Eylül ayında beklentilerin oldukça üzerinde gelen enflasyona rağmen indirime
devam edilmesi, faiz indirim döngüsünün kesintisiz
sürdürüleceği sinyali olarak değerlendirilmektedir.
Ekim
verisinin de beklentilerin altında kalması, 11
Aralık toplantısında 250–300 baz puanlık yeni bir indirim olasılığını
güçlendirmektedir. Önümüzdeki dönemde faiz indirimlerinin kademeli biçimde devam etmesini ve buna paralel
olarak kısa vadede reel faiz marjının daralmasını
beklemekteyiz. (Orta vadede ise enflasyondaki baz etkisi nedeniyle reel
faizlerin yeniden stabilize olma ihtimali bulunmaktadır.) Bu durum, mevduatlarda çözülmeye neden olabilir. Mudilerin
risk algısına bağlı olarak, sermayenin alternatif
varlıklara yönelmesi mümkündür.
Belirsizliğin devam etmesi halinde, mevduat
çıkışının dövize kayması ve kur üzerinde baskı oluşturması olasıdır.
Tavsiyemiz;
faiz indirimlerinin ilk etapta borçların yeniden
finansmanı ve kısa vadeli borç yükünün
azaltılması amacıyla değerlendirilmesi yönünde olup yeni borçlanmalarda
ise ihtiyatlı bir yaklaşımın benimsenmesinin
daha faydalı olacağını düşünmekteyiz.
Döviz
Kurları
Başta
USD/TRY olmak üzere majör paritelerdeki düzenli yükseliş trendi devam
etmektedir.
TCMB rezerv yapısı, cari denge gelişmeleri ve makroekonomik-siyasi görünüm
dikkate alındığında, kur artışının kademeli biçimde
sürmesini beklemekteyiz.
TCMB’nin
enflasyon hedefi çerçevesinde, 2025 sonuna kadar
ani sıçramalar olasılığını düşük görmekle birlikte 2026 yılında aylık ortalama %1,5–2 bandında bir
artışın daha olası olduğu kanaatindeyiz.
Doğal hedge yapısına sahip olmayan veya yüksek döviz borcu bulunan şirketlerin kredi yapılarını kademeli biçimde TL lehine
çeşitlendirmeleri buna ek olarak riskten
korunma (hedging) stratejilerini gözden geçirmelerini tavsiye
etmekteyiz.
Yeniden
Değerleme Oranı ve Asgari Ücret Beklentisi
2026
yılı için yeniden değerleme oranı %25,49 olarak belirlenmiştir. Bu oran, önceki
yıllara göre dikkat çekici bir gerilemeyi işaret etmektedir.
TCMB’nin
2026 enflasyon beklentisi ve 2025 yılı gerçekleşmeleri göz önüne alındığında, asgari ücrette %25–27 aralığında bir artış beklemekteyiz.

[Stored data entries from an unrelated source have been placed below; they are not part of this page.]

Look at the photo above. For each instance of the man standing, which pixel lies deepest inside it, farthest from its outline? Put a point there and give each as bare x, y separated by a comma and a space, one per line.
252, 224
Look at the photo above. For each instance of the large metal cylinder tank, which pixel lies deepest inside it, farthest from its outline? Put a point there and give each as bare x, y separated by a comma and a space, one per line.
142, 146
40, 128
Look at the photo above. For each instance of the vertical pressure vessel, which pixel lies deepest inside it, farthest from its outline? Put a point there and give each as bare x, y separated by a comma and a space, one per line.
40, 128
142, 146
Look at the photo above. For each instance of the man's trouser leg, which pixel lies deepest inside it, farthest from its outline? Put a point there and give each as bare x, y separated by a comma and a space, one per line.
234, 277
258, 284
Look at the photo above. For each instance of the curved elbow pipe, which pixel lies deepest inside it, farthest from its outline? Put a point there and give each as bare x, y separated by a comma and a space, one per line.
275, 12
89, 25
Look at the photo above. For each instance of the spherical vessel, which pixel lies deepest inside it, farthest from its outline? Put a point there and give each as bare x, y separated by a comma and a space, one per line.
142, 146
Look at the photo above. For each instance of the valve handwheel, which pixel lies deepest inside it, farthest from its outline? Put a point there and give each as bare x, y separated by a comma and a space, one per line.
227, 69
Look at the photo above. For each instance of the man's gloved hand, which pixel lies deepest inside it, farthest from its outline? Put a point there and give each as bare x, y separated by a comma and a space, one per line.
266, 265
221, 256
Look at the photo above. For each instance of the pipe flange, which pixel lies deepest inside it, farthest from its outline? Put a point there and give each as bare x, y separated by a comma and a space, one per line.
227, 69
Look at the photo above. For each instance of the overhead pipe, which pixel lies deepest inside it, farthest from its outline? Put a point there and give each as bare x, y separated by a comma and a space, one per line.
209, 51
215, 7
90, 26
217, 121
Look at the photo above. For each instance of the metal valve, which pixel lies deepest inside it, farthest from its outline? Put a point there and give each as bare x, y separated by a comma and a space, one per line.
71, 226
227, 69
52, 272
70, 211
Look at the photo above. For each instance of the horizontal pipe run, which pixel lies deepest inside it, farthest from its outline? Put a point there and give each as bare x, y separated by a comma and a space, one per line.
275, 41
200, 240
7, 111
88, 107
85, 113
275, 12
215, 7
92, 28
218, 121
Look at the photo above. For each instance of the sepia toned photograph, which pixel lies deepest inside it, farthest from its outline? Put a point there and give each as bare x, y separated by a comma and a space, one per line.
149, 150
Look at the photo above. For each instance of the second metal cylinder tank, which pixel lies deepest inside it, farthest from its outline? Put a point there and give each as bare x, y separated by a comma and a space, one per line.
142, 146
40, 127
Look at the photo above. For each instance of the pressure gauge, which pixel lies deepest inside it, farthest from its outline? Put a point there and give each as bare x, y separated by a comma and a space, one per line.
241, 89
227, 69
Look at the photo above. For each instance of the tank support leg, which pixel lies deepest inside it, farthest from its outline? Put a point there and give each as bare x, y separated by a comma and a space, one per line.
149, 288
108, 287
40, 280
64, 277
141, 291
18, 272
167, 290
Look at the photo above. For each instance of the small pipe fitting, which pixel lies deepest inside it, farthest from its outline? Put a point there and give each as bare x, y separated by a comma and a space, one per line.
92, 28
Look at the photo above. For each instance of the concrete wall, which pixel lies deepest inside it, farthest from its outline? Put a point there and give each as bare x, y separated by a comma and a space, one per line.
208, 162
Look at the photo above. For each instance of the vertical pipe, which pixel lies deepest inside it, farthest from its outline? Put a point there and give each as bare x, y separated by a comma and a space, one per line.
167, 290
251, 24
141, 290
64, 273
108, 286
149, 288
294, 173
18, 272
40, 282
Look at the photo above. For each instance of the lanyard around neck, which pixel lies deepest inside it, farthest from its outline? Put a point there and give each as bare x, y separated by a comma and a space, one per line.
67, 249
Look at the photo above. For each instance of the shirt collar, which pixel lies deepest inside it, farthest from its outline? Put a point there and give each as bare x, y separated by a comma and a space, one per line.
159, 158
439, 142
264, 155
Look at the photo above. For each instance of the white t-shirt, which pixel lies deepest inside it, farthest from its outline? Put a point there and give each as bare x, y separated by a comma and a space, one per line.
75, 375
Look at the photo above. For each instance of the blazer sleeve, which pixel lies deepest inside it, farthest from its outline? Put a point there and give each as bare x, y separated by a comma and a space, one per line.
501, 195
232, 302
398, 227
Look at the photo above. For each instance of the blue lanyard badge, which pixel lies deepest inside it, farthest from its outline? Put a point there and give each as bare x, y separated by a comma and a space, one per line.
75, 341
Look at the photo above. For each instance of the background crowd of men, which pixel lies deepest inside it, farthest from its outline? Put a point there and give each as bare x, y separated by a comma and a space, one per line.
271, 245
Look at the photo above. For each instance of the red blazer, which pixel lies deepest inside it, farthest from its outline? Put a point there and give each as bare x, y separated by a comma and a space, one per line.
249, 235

Bu durumda işveren maliyetinin 2026’nın ilk
yarısında 790–830 USD aralığında seyredeceğini öngörmekteyiz.
Bu
seviyeler, özellikle rekabetçi ve ihracata dayalı sektörler için maliyet
baskısını artıracaktır. Bu nedenle tavsiyemiz şirketlerin 2026 planlamalarında
da verimlilik artışı ve maliyet optimizasyonuna öncelik
vermeleri yönündedir.
ABD
– Çin Ticaret Gerilimi ve ABD Dış Politikası
Ekim
ayında ABD–Çin arasında karşılıklı gümrük vergisi hamleleri, küresel piyasalar
üzerinde yeniden belirsizlik yaratmıştır. Üç haftalık gerginlik sürecinin
ardından, iki ülke bir yıllık geçici bir uzlaşıya varmıştır. Anlaşmanın
Kasım’ın ilk haftasında (3 Kasım haftası) imzalanması beklenmektedir. Bununla
birlikte, yapısal sorunların önümüzdeki orta–uzun
vadede yeniden gündeme geleceğini düşünmekteyiz.
Kamuoyu
yoklamalarında onay oranı %37’ye kadar gerileyen Başkan Donald J. Trump’ın,
2026 Kasım’ındaki ara seçimlere kadar kalıcı bir gerginlikten kaçınacağını
öngörüyoruz. Ancak Kongre içi dengelerin Trump lehine değişmemesi halinde İran ve Çin’le ilişkilerde yeni gerginliklerin yaşanması
yüksek olasılıktır. Ayrıca Başkan Trump’ın ara seçimlerde istediği
sonuçları alamayacağından emin olması durumunda bahsettiğimiz
gerilimlerin daha da erken yaşanması ihtimali yüksektir. Bu nedenle ABD
ara seçimlerine ilişkin beklentilerin takip edilmesi önem arz etmektedir.
Bu
tablo, Türkiye’nin 2026–2027 döneminde Ortadoğu
politikası açısından kritik bir döneme girebileceğini göstermektedir.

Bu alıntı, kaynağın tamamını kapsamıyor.